Dans le monde de l'informatique et des affaires, nous avons l'habitude de tout mesurer : la performance, la conversion, la disponibilité. Mais comment mesurer l'impact réel d'une entreprise sur le monde ? L'acronyme ESG (Environnemental, Social, Gouvernance) tente de répondre à cette question. L'idée est noble : évaluer une entreprise non seulement sur ses profits, mais aussi sur sa contribution à l'environnement, à la société et à la qualité de sa gouvernance.
Le problème est que l'ESG est passé d'un outil à une arme marketing. Les entreprises dépensent des millions dans des rapports sur papier glacé qui cachent souvent la véritable situation.
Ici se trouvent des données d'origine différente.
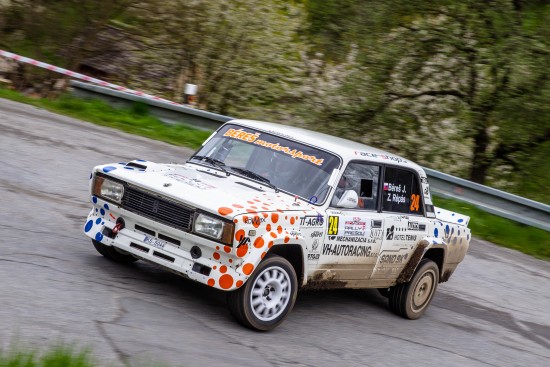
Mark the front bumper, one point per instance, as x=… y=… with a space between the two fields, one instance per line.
x=216 y=266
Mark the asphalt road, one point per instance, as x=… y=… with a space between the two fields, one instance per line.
x=55 y=288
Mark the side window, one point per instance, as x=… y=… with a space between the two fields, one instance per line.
x=363 y=179
x=402 y=193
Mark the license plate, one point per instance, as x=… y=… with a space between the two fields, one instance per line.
x=154 y=242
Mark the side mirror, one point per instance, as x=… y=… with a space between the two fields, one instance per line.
x=348 y=200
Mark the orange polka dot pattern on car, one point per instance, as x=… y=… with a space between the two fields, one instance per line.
x=260 y=224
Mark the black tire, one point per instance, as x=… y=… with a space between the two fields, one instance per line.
x=410 y=300
x=281 y=284
x=112 y=254
x=384 y=292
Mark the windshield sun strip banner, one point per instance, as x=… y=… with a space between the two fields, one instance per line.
x=253 y=138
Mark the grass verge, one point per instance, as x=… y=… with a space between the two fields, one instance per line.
x=133 y=120
x=501 y=231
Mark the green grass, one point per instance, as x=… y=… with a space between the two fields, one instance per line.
x=501 y=231
x=55 y=357
x=134 y=120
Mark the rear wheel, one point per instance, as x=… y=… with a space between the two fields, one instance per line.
x=410 y=300
x=113 y=254
x=266 y=299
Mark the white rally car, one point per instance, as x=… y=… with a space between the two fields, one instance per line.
x=262 y=210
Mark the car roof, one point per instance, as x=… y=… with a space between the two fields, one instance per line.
x=347 y=149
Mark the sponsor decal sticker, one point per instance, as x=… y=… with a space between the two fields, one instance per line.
x=355 y=227
x=314 y=255
x=253 y=138
x=312 y=221
x=404 y=237
x=255 y=220
x=190 y=181
x=316 y=234
x=393 y=259
x=347 y=250
x=381 y=156
x=332 y=225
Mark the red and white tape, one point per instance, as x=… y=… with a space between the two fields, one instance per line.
x=86 y=78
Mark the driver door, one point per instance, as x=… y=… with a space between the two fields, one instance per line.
x=354 y=234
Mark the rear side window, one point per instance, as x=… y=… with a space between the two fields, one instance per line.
x=401 y=192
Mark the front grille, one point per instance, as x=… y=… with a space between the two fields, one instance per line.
x=157 y=208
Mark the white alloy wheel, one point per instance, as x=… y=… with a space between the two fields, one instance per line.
x=267 y=297
x=270 y=293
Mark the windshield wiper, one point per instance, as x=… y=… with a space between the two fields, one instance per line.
x=215 y=162
x=254 y=176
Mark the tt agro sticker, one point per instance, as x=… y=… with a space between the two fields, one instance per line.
x=347 y=250
x=190 y=181
x=254 y=138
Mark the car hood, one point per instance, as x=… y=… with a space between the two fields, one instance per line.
x=205 y=188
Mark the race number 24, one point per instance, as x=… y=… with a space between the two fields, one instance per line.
x=415 y=203
x=332 y=225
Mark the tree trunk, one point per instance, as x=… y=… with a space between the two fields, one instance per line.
x=480 y=163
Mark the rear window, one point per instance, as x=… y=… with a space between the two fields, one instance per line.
x=401 y=192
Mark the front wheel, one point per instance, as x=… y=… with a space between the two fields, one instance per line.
x=267 y=297
x=112 y=254
x=411 y=299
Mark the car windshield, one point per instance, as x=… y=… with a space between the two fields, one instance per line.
x=280 y=163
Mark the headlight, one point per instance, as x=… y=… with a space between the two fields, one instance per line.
x=214 y=228
x=108 y=189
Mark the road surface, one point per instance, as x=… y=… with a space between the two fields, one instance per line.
x=55 y=288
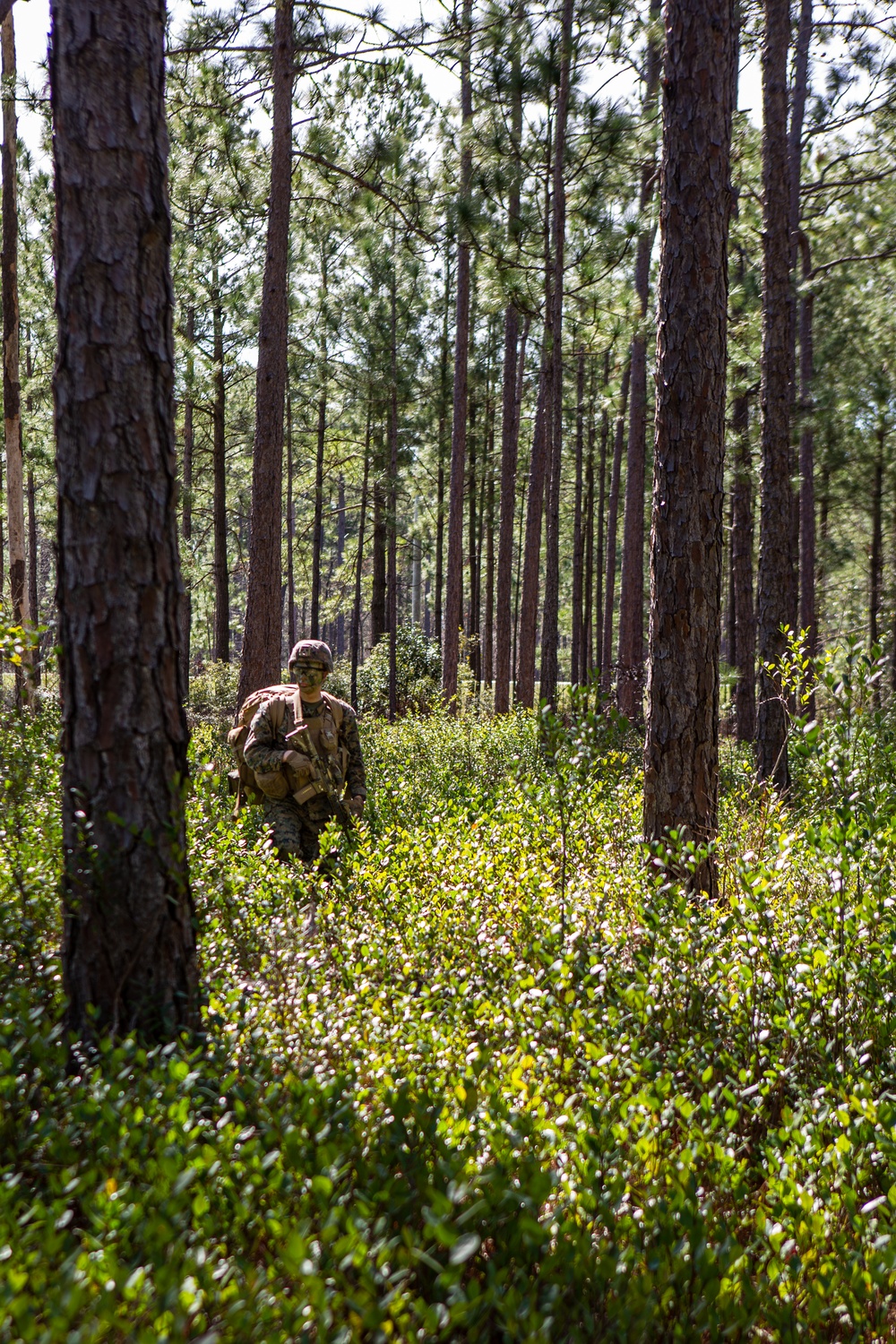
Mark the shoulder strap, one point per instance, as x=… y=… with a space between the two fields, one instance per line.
x=335 y=707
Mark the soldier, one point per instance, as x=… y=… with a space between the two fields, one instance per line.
x=288 y=755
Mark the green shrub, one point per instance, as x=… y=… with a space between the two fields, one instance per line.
x=509 y=1088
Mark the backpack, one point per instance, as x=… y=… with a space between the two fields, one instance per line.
x=242 y=780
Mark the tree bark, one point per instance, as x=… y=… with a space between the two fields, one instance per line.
x=260 y=663
x=745 y=613
x=775 y=567
x=798 y=93
x=440 y=486
x=630 y=661
x=576 y=653
x=392 y=495
x=128 y=943
x=681 y=752
x=551 y=615
x=187 y=505
x=290 y=531
x=454 y=577
x=220 y=652
x=317 y=539
x=876 y=559
x=11 y=386
x=806 y=465
x=359 y=564
x=613 y=513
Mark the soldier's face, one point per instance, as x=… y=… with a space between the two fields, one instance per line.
x=309 y=675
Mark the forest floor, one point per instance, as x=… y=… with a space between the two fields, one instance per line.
x=509 y=1082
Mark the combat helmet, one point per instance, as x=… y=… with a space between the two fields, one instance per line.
x=312 y=650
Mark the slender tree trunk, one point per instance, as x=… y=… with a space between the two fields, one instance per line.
x=128 y=937
x=578 y=659
x=487 y=631
x=806 y=467
x=745 y=640
x=11 y=386
x=613 y=513
x=454 y=578
x=587 y=599
x=532 y=543
x=876 y=559
x=599 y=556
x=392 y=500
x=509 y=411
x=378 y=590
x=775 y=567
x=798 y=93
x=263 y=637
x=681 y=753
x=220 y=652
x=440 y=486
x=187 y=508
x=359 y=564
x=317 y=539
x=630 y=663
x=551 y=616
Ce phénomène est connu sous le nom de « greenwashing ».
Dans cet article, je propose de déconstruire les approches existantes et d'esquisser le concept d'un système de notation alternatif et open source, que nous appelons dans notre projet, Civethica, une notation éthique systémique. L'objectif est de mesurer la contribution systémique réelle, pas seulement les mots.
1. Analyse des notations existantes (ESG et similaires) : pourquoi la boussole est cassée
Le marché est dominé par quelques grands acteurs : MSCI, Sustainalytics, Bloomberg ESG. Leurs méthodologies se résument généralement à quelques approches clés :
- Analyse des rapports non financiers : Les entreprises remplissent elles-mêmes des questionnaires et fournissent des rapports sur le développement durable.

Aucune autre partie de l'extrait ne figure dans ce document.